Aaron C, and the allure of ancient protagonists.

“I got into Jyhad in 1994, as soon as it was released. I had played a little of Magic: the Gathering already, but was a big fan of the World of Darkness which I was role-playing at the time, so it seemed like a natural fit for my tastes. I loved it immediately, and went in with some mates in a joint collection.

I found that Jyhad was a great way of simulating part of the World of Darkness that was often spoken about but was rarely covered in actual play. The Vampire RPG spoke about Methuselahs with their endless machinations and plots, but that didn’t come out in a typical roleplaying session. Richard Garfield nailed the design by focusing on that angle, giving the player the role of these ancient protagonists. The wheeling and dealing of table talk fleshed out the ‘Great Game’ power dynamics and this role gave a rationalisation for having vampires of varying power and other allies under your command. I just loved being able to play an ancient Kindred like that.

The scene has gone through its ups and downs here in Adelaide. I used to play in another group before kids arrived for a time, then had a break but got back into it when one of my best friends, Steve S, lamented not being able to play and use his collection. That steeled my resolve to revive the game in South Australia, and for two or three years we had an era of regular weekly play. We chose the The British Hotel as our haunt, one of South Australia’s oldest pubs (est. 1838). There were some odd looks from a few regulars, but patrons would often come over and have a chat to see what it was all about. I styled myself as the Archbishop of Adelaide, rather than the Prince; I figured it suited a place known as the City of Churches.

Unfortunately, people started to move away interstate and we lost too many of our regulars. Steve moved to Victoria and my cousin, Tim S went to New South Wales. VTES’s strength as a multiplayer game is also its weakness. It’s relatively inaccessible for new players, and needing 4-5 people to have a good game can be quite restrictive – getting just the right numbers is always a logistical challenge. I think we could probably rally the troops here and get the odd game together, but I at this stage we don’t have anyone playing to my knowledge. I’ve been out of the game myself for about five years. My outlet is now a regular boardgame night, and every three to four months I take a weekend away to play boardgames with this group.

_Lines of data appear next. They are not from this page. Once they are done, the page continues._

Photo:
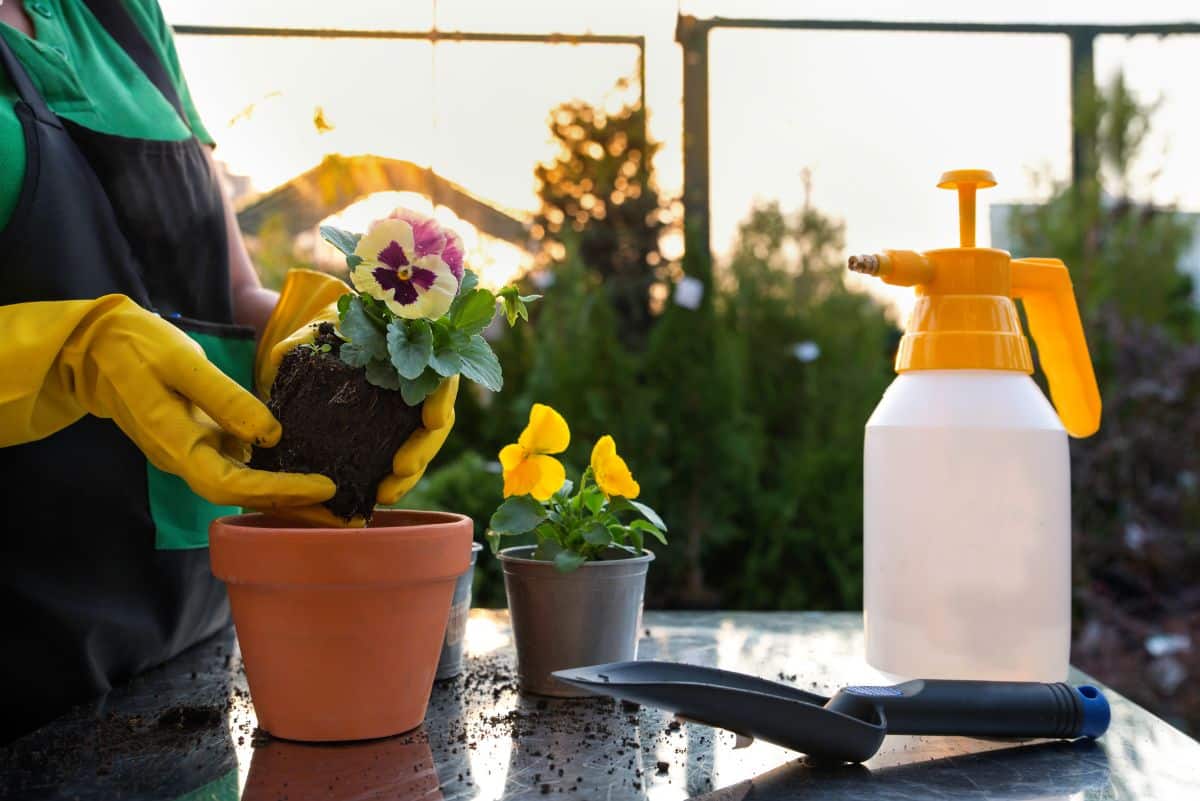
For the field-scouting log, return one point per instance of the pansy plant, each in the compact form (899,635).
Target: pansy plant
(598,519)
(417,315)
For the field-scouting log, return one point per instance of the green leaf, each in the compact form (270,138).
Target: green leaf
(359,329)
(469,281)
(564,492)
(354,355)
(514,303)
(597,535)
(472,312)
(414,391)
(651,529)
(593,499)
(445,359)
(343,241)
(547,549)
(411,345)
(649,515)
(546,530)
(493,540)
(517,515)
(480,365)
(568,560)
(636,538)
(382,374)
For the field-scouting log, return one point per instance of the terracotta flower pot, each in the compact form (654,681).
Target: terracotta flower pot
(341,630)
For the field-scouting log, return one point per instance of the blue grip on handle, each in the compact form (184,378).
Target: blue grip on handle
(1097,714)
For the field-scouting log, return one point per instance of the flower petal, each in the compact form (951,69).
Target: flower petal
(604,450)
(546,432)
(401,289)
(611,473)
(381,235)
(435,300)
(393,256)
(451,253)
(511,456)
(551,476)
(521,479)
(364,279)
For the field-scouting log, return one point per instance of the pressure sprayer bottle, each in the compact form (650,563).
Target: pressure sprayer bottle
(966,476)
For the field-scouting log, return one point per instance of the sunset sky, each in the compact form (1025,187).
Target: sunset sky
(875,118)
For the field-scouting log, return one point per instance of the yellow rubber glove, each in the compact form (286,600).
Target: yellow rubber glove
(113,359)
(307,299)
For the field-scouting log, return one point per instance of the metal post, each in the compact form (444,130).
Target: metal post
(693,35)
(1084,112)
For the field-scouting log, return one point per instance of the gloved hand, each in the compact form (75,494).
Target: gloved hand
(307,299)
(113,359)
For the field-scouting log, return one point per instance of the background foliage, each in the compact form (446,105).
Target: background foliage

I always appreciated how VTES’ designers did a really good job of limiting powercreep in expansions. I admired that, in that it was a collectable game that didn’t require you to spend all your money to keep up and be competitive. Even a base set weenie swarm deck will give the table a shake.

I enjoyed both casual games and tournament play. Casual games would give a chance to muck around with flavour, tricks and RPG elements, while the competitive scene was for incredibly intense and rewarding play. I enjoyed the finely tuned deck crafting, the skilled opponents and error-free play that was required to advance to the finals.

When I did play, Toreador was my preferred clan. The combination of Auspex, Celerity and Presence is toolbox heaven. I was probably better known for my table talk than any particular deck, however. I found I could influence players to do things in their best interests that also just so happened to be advantageous to my own. It was important to not be a zero sum negotiator, and understand what others needed or what they were trying to achieve.

I’ve played a shit-ton of games, and nothing I’ve played manages to handle multiplayer dynamics as elegantly as VTES. Table talk, predator-prey relationships, cross-table balance – all those things working together are just beautiful game design. Long may Vampire: the Eternal Struggle continue to endure and thrive!”